Morgan Stanley has marked down Flipkart shares by 27%, according to recent filings. The news comes at a time when a lot has been talked about the slowdown in funding for Indian startups.
Flipkart’s shares were valued by Morgan Stanley at $103.97 per share as of December 2015, down from $142.24 per share as of June 2015 and $117.96 per share as of December 2014.
Morgan Stanley’s fund had first invested in the ecommerce marketplace when it raised $160 Mn in October 2013.
Apart from Flipkart, the company has also marked down its investments in US-based data crunching startup Palantir by 32% and the shares in file storage company Dropbox by 25%. The reason for the markdown is still unclear. The development was first reported by The Information.
Interestingly, this mark down comes at a time when Flipkart has reportedly shut down its grocery delivery division ‘Nearby’. The “friendly mobile supermarket” was launched in October last year, in Bangalore. The move was seen as a restructuring move by CEO Binny Bansal in a bid to focus only on profitable ventures and to offload liabilities. Because, if Flipkart has to go the IPO route, it has to generate profits at some point to get investor confidence.

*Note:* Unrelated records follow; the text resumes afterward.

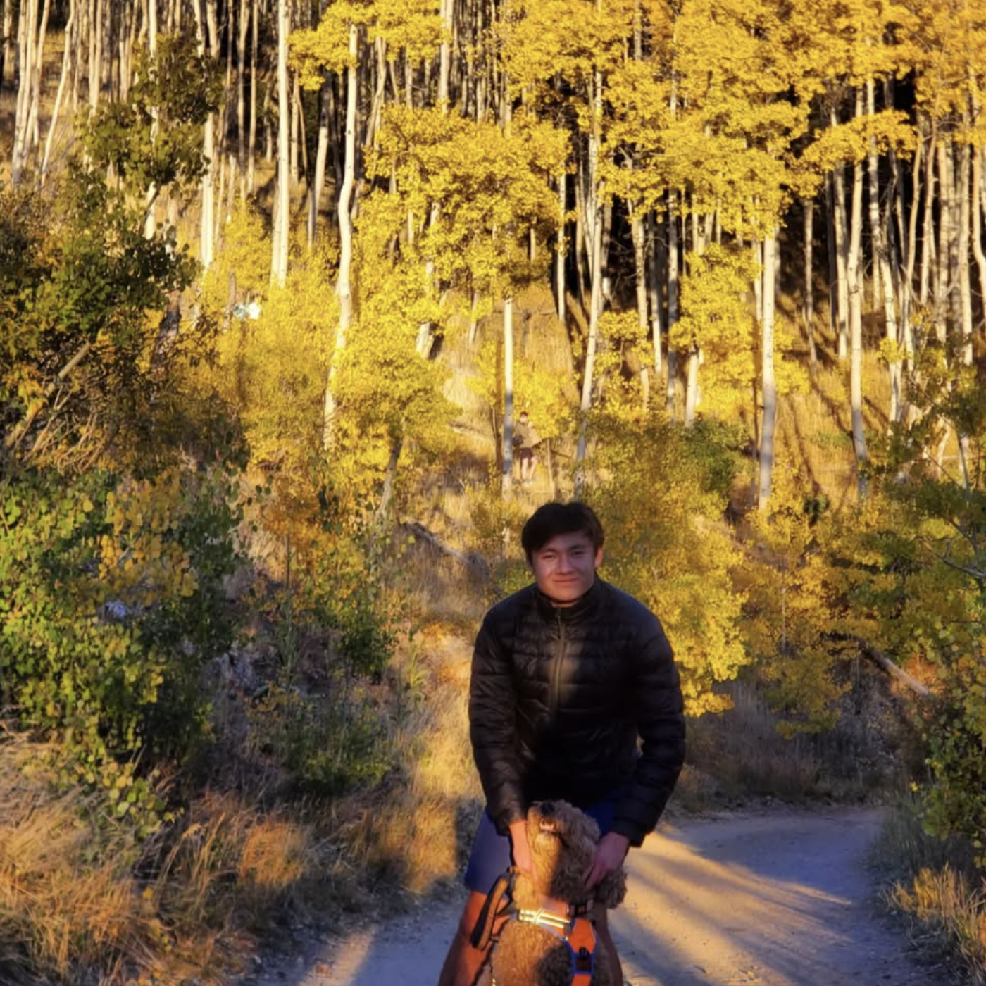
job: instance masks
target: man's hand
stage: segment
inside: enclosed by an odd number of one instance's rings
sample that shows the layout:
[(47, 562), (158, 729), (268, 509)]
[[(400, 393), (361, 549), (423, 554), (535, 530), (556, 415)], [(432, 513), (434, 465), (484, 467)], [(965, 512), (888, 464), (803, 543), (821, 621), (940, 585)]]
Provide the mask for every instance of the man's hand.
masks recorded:
[(510, 847), (514, 866), (521, 873), (533, 877), (537, 871), (534, 867), (534, 858), (530, 855), (530, 843), (528, 842), (528, 823), (523, 818), (510, 823)]
[(629, 848), (630, 840), (625, 835), (606, 832), (596, 846), (596, 856), (586, 876), (587, 889), (593, 889), (614, 870), (618, 870), (623, 865)]

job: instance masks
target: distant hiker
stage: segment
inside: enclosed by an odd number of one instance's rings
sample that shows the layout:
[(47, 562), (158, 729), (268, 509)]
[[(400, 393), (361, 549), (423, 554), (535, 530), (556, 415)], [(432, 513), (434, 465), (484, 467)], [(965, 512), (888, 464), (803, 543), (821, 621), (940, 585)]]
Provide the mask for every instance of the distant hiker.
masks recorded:
[(541, 444), (541, 437), (534, 430), (530, 423), (527, 411), (521, 411), (521, 417), (514, 426), (514, 449), (517, 451), (517, 459), (521, 463), (521, 482), (530, 483), (534, 478), (534, 469), (537, 468), (537, 446)]

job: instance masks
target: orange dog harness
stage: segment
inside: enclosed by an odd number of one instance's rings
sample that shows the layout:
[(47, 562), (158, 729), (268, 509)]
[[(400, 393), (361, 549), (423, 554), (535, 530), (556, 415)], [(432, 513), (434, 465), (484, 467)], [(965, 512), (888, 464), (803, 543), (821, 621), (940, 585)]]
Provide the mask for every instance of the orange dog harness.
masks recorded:
[(585, 913), (570, 918), (539, 907), (535, 911), (518, 911), (516, 920), (539, 925), (560, 938), (568, 946), (572, 964), (571, 986), (591, 986), (596, 971), (596, 928)]

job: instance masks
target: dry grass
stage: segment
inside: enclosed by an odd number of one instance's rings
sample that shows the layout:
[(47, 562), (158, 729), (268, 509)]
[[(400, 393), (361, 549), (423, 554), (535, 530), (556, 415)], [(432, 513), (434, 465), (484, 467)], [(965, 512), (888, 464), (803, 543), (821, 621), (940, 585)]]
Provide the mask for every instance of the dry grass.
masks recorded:
[[(0, 981), (167, 983), (218, 977), (245, 932), (298, 911), (324, 872), (312, 822), (207, 794), (141, 844), (98, 794), (59, 792), (44, 750), (0, 744)], [(32, 769), (34, 765), (34, 769)]]
[(915, 944), (952, 961), (956, 981), (986, 986), (986, 879), (972, 857), (963, 839), (928, 835), (909, 796), (887, 812), (872, 852), (894, 878), (884, 897)]

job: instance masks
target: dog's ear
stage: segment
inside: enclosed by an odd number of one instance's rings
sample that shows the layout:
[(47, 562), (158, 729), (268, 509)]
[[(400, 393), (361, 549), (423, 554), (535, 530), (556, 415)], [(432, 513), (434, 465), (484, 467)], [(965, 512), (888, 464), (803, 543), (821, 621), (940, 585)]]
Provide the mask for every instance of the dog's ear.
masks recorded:
[(596, 886), (596, 899), (603, 907), (615, 907), (626, 896), (626, 871), (623, 867), (604, 877)]

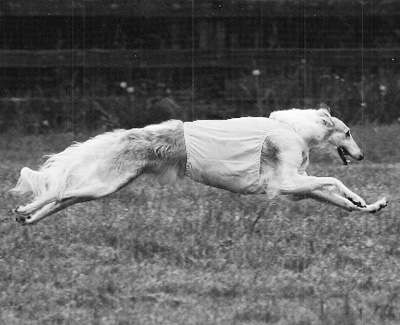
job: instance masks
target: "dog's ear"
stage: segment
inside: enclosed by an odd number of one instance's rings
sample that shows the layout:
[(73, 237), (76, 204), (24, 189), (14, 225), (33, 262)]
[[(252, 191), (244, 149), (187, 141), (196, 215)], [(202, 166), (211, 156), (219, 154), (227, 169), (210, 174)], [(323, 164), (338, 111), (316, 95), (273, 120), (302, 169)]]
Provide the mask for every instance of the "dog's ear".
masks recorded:
[(328, 105), (326, 105), (325, 103), (319, 104), (318, 108), (326, 110), (328, 112), (329, 116), (331, 116), (331, 108)]
[(324, 125), (326, 125), (328, 128), (333, 128), (335, 126), (335, 123), (333, 123), (331, 116), (331, 109), (327, 105), (322, 103), (317, 112)]

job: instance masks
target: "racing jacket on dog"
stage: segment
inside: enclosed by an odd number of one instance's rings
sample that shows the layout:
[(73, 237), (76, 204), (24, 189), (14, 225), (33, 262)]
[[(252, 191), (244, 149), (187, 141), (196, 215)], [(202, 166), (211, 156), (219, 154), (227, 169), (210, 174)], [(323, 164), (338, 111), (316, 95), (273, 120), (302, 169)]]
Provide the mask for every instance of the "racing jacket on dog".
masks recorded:
[(265, 193), (261, 149), (281, 124), (264, 117), (185, 122), (186, 176), (235, 193)]

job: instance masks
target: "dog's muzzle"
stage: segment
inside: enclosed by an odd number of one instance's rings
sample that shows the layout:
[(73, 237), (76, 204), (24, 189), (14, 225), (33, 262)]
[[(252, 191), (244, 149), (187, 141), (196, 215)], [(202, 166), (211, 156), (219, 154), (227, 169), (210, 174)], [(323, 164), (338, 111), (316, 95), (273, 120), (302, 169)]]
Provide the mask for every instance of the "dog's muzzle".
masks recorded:
[(342, 159), (343, 165), (348, 165), (348, 163), (350, 162), (350, 160), (348, 160), (346, 156), (351, 156), (352, 158), (354, 158), (355, 160), (358, 160), (358, 161), (361, 161), (364, 159), (363, 154), (360, 154), (357, 158), (353, 157), (352, 155), (349, 154), (349, 152), (347, 151), (347, 149), (345, 147), (338, 147), (337, 150), (338, 150), (340, 159)]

The Indian ecommerce giant has undergone major changes in its leadership as well. Earlier this month Mukesh Bansal, founder of Myntra, who was recently appointed as Head of Commerce Platform for Flipkart’s core business, resigned. Chief business officer Ankit Nagori also resigned at the same time and was reported to serve Flipkart for another three months.
As part of restructuring last month, Flipkart had announced Sachin Bansal (CEO & co-founder) as the Executive Chairman in the company, on the other hand, Binny Bansal (COO and co-founder) as the new Chief Executive Officer.